Thursday 16 August 2012

Puncak Niaga - The tussle continues HOLD


- Maintain HOLD on Puncak Niaga Holdings, with our fair value clipped by 7% to RM1.54 – as sturdier oil & gas order book prospects are offset by the protracted water industry impasse in Selangor. Puncak has been in the limelight of late where an escalating proxy war to control Selangor’s water assets has re-emerged. We are uncertain if a resolution to this long-standing issue can be achieved before the 13th  General Election. 

- Firstly, there is a disconnect in the determination of water reserve margins in Selangor. Findings by a special stateled committee have it at 11% vs. 2% as claimed by Syarikat Bekalan Air Selangor (SYABAS). We believe this could be due to the state’s policy of measuring the installed capacity at the Water Treatment Plants (WTP) vs. distribution system capacity as gauged by SYABAS.

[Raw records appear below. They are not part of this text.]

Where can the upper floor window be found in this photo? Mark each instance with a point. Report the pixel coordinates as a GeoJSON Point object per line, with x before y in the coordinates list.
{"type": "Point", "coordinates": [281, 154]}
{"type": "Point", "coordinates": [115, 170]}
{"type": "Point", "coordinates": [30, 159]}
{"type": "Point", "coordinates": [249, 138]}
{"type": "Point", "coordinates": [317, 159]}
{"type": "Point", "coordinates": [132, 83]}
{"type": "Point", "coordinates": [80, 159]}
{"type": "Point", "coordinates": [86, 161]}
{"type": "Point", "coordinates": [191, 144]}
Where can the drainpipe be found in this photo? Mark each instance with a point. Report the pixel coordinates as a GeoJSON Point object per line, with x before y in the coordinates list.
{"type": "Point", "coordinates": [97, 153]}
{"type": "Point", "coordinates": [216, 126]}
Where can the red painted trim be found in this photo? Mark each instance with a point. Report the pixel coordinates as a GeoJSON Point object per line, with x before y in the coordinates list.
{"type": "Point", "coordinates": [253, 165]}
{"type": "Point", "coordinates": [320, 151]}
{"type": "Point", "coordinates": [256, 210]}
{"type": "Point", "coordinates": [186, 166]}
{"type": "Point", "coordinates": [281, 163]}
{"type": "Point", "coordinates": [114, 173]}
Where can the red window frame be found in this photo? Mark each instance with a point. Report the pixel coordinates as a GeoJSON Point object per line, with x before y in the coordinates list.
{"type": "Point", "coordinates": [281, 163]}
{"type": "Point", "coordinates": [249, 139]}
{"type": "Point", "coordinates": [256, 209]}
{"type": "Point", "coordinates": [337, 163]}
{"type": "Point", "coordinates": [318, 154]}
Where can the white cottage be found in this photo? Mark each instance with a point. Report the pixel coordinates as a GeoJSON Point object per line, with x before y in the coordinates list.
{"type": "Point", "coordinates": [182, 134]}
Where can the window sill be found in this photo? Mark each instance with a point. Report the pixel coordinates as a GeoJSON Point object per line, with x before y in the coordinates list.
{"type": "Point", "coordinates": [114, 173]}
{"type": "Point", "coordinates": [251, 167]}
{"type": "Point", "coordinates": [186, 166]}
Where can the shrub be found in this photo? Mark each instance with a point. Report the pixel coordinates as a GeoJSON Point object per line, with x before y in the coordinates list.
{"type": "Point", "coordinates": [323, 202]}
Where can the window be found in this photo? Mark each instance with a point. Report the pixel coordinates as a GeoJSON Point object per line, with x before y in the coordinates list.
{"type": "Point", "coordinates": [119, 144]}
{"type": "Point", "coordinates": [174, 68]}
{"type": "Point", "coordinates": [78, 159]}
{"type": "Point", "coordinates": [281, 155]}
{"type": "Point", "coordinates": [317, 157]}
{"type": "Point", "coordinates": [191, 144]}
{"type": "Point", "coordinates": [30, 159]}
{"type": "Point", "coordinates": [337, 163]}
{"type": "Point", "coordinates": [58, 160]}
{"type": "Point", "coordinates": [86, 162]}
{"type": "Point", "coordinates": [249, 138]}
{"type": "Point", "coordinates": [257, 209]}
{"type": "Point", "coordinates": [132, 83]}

- Second, the federal government is embarking on several mitigation programmes to avert a potential water crisis by 2014. We gather that an additional RM606mil in federal allocation has been earmarked:
-  RM300mil EPU funding for the Selangor government: Channelling water from WTPs with low demand (e.g. Bestari Jaya) to densely populated areas (e.g. Cheras). 
-  New Sg.Labu WTP (nominal capacity: 105 million litres/day - mld). Phase 1 (45 mld) commenced in March 2012, covering areas within KLIA.
-  Upgrading of existing SSP1 & SSP3 plants: pumping system and distribution network (i.e. laying more pipes).

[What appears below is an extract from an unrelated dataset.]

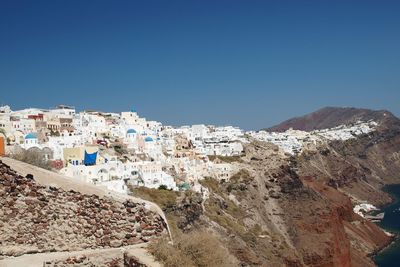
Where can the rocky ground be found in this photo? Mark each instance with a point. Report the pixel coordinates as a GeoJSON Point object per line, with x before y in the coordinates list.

- On the flipside, the Selangor government is reportedly outlining a RM1bil capex plan to boost the capacity of WTPs under its ambit by 50% through containerised treatment technology that can be installed within a year. Via this, Selangor aims to be water-sufficient until 2020 by boosting production capacity reserves to 18% by March 2013 (5,139 mld).   

- Third, the Selangor government is set to make a fresh bid to control the water supply chain in the state next month at ‘market prices’. But, apart from pricing/ funding structures, differences in the valuation of state-owned physical water assets could derail this plan, we foresee. Furthermore, the status of Langat 2 remains unresolved.

- We have raised our oil & gas order book forecast to RM700mil over FY12F-FY14F – anchored by more Offshore Installation Contracts (OIC) from Petronas. Puncak continues to eye marginal oilfield contracts in Malaysia although the timing is uncertain. Our preliminary estimates indicate that any such win may lift its break-up value by RM0.33/share (6.4%) based on an effective stake of 30%.